Secret Invasion : Front Line #1

Scénario de Brian Reed
Dessin de GG Studios

Sortie américaine le 02 juillet 2008

L’action se situe quelques heures avant l’Invasion. Ben Urich, ainsi que quelques autres visages new-yorkais, vivent comme à leur habitude. Même si la journée semble un peu particulière. En effet, un chauffeur de taxi est pris dans un combat entre Spider-Man et Menace… Une jeune fille supporte mal la séparation de sa mère et son père (ce dernier bossant à Stark Tower). Ailleurs, une jeune urgentiste accepte mal de ne pas pouvoir aider plus de gens. Tout ce petit monde va se retrouver pris dans la tourmente du débarquement Skrull au coeur de Manhattan.

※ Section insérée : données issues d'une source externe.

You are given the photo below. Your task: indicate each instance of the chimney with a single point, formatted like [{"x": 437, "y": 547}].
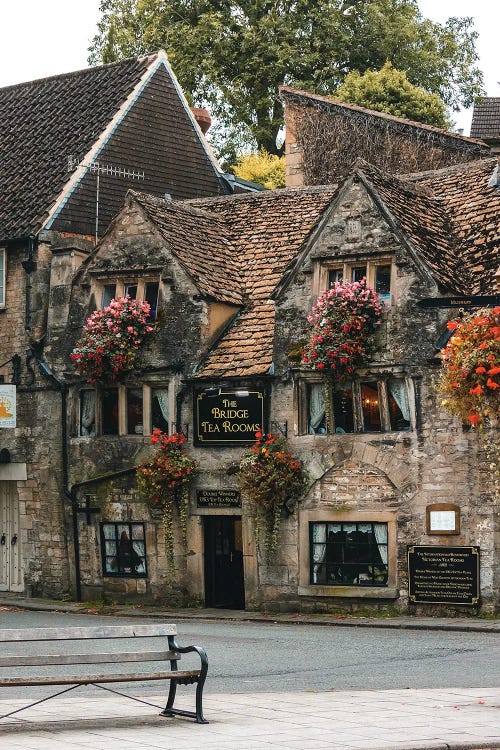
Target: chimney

Une fois de plus, la série Front Line nous dévoile une autre face du monde Marvel. Cependant, le concept a perdu de saveur depuis Civil War. Le bazar causé par Secret Invasion (et ses répercussions dans toutes les autres séries) étant déjà assez dense, il n’y avait pas besoin de rajouter ce comic book au catalogue. Brian Reed, co-auteur du très bon New Avengers : Illuminati, n’a pas l’air très inspiré et se contente du strict minimum. Le style graphique de GG Studios surprend au premier coup d’oeil. Le graphisme, plus proche de l’anime manga que du comics, ne convient pas au ton intimiste de la série. Le seul point positif de ce « coup de crayon », c’est que l’on a l’impression d’être dans un dessin animé, ce qui permet juste de rendre l’action plus fluide. Je sais, il faut être indulgent, ce n’est que le premier numéro. En tout cas, ce prologue ne m’a pas donné envie d’en savoir plus.